After the BBC introduced new encoders on August 5, the bitrate on BBC HD dropped from 16Mbs to 9.7Mbs, a reduction of nearly 40%. Viewers subsequently reported various problems with picture quality and sound on the channel.
In response, BBC principal technologist Andy Quested has issued a series of technical breakdowns on key areas affecting the channel - including the audio issues, a history of HD encoders, current EBU recommendations, the BBC's HD testing processes and how programming styles can affect picture quality - in an effort to assuage the widespread concerns.
However, Nagler acknowledged that fresh comments on the BBC Internet Blog have shown that "there are still areas on which our views differ". She stressed that BBC HD is optimised to deliver a good viewing experience to typical household set-ups and so it is "not designed to be perfect at very close quarters or on a 90" projection screen".
She claimed that no currently-available HD channel actually delivers the same picture quality as a Blu-ray disc, "any more than standard definition television offers the same quality as DVDs".
Echoing Quested's comments, Nagler said that BBC HD will always support a range of production styles, including ones that are not the "bright, crisp look which for some is synonymous with HD". She welcomed all efforts towards HD experimentation by production teams, but also stressed how important it is for the BBC to "embrace those that deliver advances and to kill off those that don't".
"There has been a very thorough process of engagement by the BBC with these issues - both via the blog and through other routes.
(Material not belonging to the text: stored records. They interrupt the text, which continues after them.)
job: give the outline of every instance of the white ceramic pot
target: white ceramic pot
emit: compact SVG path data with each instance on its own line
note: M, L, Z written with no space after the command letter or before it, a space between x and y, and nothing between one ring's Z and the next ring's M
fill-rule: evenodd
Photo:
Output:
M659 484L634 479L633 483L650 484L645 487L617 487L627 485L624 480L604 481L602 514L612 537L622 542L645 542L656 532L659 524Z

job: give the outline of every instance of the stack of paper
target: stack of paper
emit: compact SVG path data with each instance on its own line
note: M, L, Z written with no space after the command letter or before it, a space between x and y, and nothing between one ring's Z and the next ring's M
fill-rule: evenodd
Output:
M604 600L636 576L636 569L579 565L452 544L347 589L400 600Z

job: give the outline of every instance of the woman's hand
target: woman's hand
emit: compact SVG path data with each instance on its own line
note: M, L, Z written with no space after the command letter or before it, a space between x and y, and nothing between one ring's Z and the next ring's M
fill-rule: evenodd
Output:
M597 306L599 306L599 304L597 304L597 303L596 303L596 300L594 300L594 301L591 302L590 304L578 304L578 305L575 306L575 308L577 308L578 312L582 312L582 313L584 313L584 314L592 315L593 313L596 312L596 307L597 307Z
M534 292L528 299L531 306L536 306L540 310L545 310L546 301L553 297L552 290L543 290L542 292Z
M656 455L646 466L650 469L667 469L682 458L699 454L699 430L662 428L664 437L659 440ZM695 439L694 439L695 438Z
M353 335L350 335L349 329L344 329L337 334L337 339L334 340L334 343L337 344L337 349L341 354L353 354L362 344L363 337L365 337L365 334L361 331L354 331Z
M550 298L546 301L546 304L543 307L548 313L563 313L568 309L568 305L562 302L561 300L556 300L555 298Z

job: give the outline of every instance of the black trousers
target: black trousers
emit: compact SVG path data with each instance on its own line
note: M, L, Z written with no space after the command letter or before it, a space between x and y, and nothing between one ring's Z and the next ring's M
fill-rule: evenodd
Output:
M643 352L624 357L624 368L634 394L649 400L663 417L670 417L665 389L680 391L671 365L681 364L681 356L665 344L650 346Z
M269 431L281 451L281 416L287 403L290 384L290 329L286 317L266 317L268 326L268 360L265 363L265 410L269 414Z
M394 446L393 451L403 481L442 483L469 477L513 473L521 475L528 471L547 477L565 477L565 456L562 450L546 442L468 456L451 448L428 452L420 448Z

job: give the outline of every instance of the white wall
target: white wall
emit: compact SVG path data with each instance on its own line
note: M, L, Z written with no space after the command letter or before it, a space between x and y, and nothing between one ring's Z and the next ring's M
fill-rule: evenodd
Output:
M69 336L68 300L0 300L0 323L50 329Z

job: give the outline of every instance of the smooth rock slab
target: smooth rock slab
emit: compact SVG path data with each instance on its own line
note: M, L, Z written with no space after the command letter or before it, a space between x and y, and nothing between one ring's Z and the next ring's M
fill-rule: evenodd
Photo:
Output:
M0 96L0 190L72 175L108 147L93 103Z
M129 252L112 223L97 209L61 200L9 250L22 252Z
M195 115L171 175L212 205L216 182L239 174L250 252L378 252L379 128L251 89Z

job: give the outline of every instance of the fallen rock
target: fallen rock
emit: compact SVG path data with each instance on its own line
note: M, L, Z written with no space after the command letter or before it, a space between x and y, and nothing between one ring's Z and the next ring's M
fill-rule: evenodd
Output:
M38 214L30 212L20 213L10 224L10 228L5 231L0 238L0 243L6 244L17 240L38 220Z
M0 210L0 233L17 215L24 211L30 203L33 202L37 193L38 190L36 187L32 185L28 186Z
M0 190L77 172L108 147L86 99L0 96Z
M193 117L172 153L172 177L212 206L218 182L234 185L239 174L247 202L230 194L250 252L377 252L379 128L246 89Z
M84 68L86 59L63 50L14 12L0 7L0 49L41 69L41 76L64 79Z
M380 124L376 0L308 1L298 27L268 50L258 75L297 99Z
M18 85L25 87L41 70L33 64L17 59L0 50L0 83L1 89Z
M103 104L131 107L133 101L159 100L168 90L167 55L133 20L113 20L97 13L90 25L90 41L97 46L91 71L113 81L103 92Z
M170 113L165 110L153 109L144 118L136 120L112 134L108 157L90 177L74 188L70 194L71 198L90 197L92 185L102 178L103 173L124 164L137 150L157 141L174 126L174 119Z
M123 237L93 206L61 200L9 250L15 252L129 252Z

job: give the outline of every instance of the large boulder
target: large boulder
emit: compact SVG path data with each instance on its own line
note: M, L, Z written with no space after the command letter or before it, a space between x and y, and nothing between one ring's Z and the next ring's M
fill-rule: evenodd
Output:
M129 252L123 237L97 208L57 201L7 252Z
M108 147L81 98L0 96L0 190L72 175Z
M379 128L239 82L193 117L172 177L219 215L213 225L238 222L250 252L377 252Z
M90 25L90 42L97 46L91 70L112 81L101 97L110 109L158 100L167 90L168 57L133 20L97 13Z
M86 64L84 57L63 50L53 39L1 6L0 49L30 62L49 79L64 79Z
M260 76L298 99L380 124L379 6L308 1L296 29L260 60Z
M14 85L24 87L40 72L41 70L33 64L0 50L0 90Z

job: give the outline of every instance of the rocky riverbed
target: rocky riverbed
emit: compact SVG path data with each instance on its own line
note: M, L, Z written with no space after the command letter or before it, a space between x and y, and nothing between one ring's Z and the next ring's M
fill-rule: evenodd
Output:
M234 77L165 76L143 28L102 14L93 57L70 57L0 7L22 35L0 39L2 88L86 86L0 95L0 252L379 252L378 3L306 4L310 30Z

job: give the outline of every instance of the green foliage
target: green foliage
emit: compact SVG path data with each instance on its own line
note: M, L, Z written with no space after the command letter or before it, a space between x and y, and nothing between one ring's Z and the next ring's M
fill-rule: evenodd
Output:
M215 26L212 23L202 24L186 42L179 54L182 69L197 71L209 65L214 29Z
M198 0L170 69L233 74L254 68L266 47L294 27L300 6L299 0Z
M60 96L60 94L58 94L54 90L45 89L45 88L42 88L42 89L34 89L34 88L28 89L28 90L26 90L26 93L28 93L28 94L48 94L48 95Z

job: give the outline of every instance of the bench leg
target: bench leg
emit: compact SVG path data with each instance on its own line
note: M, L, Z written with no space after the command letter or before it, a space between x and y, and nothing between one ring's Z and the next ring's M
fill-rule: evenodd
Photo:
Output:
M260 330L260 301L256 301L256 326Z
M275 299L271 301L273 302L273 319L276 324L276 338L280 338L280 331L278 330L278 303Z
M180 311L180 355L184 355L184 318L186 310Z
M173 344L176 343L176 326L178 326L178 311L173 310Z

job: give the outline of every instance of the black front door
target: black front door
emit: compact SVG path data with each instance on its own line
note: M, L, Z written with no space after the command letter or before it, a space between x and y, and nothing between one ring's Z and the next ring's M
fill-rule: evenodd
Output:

But that engagement in the debates around picture quality cannot automatically deliver agreement," she explained.
"There are programmes which some feel look disappointing, and others which are generally felt to look great. There have been no changes to the bitrate (of 9.7mbps) over this period. As we have indicated, there are some concerns that we have about picture handling in very specific circumstances by the new encoders. These are being addressed and will be fixed through software releases over the coming weeks."
Nagler said that it would be a "waste of time" for the BBC to produce a HD channel which looks the same as an SD service. She also dismissed suggestions that the bitrate reduction on BBC HD is due to the launch of Freeview HD, or that the corporation plans to launch BBC One HD on digital terrestrial television in early 2010 - although she did acknowledge viewer appetite to receive the channel at some point in the future.
As BBC HD will be launched on Freeview HD next year, Nagler said that the corporation is focused on strengthening and expanding the range of content available for viewers. She therefore now wants to "draw a line" under debate about the channel's picture quality.
"There will be no 'closing down' of this debate, any more than there has been to date. At times for administrative purposes it makes sense to concentrate discussion on a particular topic within a single thread. I don't think there is anyone reading this blog who could legitimately claim that they have been unable to find somewhere within the BBC to make their views clear," she concluded.
"Although our views may differ at times, I know that we do share a passion for HD as simply a fantastic way of bringing television pictures to life. I feel that it is now time to draw a line under my further contribution to the debate here. I'll be focusing on - and blogging about as appropriate - other issues relating to the development of BBC HD. And I will of course be keeping picture quality along every part of the HD production and broadcast chain under surveillance."